Konflik Taiwan

Shinzo Abe Ingin Amerika Serikat Berjanji untuk Membela Taiwan. Itu Sebuah Kesalahan

Intervensinya datang ketika delegasi anggota parlemen AS mengunjungi Taiwan untuk memberi sinyal dukungan Amerika untuk pulau itu.

Editor: Agustinus Sape
CREATIVE COMMONS
Pesawat Tempur F-16. 

Shinzo Abe Ingin Amerika Serikat Berjanji untuk Membela Taiwan. Itu Sebuah Kesalahan

Oleh: Dr. Peter Harris

POS-KUPANG.COM - Dalam opininya baru-baru ini untuk LA Times, mantan Perdana Menteri Jepang Shinzo Abe berpendapat bahwa Amerika Serikat harus mengklarifikasi niatnya untuk berperang dengan China jika Xi Jinping memerintahkan invasi ke Taiwan.

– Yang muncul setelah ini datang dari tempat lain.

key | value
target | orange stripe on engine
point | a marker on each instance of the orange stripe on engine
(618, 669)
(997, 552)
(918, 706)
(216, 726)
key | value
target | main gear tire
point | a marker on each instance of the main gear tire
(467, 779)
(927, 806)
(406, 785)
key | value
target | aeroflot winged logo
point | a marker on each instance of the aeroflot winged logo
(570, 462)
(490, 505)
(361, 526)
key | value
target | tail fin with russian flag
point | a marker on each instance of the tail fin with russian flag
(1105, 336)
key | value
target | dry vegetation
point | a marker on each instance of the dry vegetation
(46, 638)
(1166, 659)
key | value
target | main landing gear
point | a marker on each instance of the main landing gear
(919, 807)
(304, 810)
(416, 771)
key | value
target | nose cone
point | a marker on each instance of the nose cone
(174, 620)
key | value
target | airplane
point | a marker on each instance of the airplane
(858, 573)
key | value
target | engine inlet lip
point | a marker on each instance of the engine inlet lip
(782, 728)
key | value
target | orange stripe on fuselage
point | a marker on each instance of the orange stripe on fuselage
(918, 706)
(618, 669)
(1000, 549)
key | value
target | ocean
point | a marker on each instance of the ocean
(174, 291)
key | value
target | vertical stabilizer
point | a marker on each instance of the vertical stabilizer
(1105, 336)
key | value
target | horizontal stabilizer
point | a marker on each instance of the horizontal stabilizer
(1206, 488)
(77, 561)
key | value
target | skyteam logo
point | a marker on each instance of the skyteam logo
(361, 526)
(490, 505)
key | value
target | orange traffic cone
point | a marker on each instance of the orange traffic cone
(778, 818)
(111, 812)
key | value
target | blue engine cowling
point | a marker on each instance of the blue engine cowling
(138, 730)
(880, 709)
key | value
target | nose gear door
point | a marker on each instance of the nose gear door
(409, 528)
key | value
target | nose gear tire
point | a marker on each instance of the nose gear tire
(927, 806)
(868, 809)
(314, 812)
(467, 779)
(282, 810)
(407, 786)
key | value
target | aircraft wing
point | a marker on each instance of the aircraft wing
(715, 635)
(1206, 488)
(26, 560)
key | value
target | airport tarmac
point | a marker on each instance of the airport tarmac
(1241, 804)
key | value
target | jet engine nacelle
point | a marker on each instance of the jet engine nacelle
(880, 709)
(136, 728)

Intervensinya datang ketika delegasi anggota parlemen AS mengunjungi Taiwan untuk memberi sinyal dukungan Amerika untuk pulau itu.

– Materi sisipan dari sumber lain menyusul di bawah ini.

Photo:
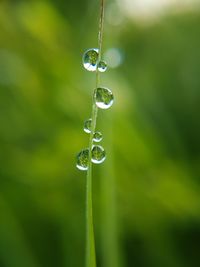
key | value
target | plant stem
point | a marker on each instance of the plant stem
(90, 240)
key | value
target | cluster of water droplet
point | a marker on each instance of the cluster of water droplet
(104, 100)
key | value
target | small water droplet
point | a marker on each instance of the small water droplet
(102, 66)
(104, 98)
(98, 154)
(90, 58)
(87, 126)
(97, 137)
(82, 160)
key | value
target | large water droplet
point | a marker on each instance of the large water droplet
(104, 97)
(90, 58)
(98, 154)
(82, 160)
(88, 126)
(97, 137)
(102, 66)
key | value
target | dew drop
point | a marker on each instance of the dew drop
(97, 137)
(87, 126)
(102, 66)
(82, 160)
(98, 154)
(104, 98)
(90, 58)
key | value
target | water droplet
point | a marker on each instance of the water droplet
(97, 137)
(90, 58)
(104, 97)
(102, 66)
(82, 160)
(98, 154)
(87, 126)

Para pemimpin AS harus menolak saran Abe. Memang benar bahwa Taiwan membutuhkan pencegah yang lebih kuat terhadap China, dan dapat dimengerti bahwa teman-teman Taiwan cemas dengan apa yang terjadi di Ukraina.

Tetapi meminta Amerika Serikat untuk mengeluarkan ancaman militer terhadap Beijing tidak akan membantu memastikan stabilitas di Selat Taiwan.

China adalah negara bersenjata nuklir. Karena alasan ini, tidak akan pernah pasti bahwa seorang presiden AS yang sedang menjabat akan memilih untuk menanggapi invasi pulau itu dengan mengirim pasukan Amerika ke pertempuran melawan Tentara Pembebasan Rakyat. Melakukannya berarti mengambil risiko Perang Dunia III, dan penghancuran Amerika Serikat bersamanya.

Tentu saja, fakta bahwa China adalah negara yang memiliki senjata nuklir tidak membuat tidak terbayangkan bahwa Amerika Serikat akan terburu-buru membela Taiwan.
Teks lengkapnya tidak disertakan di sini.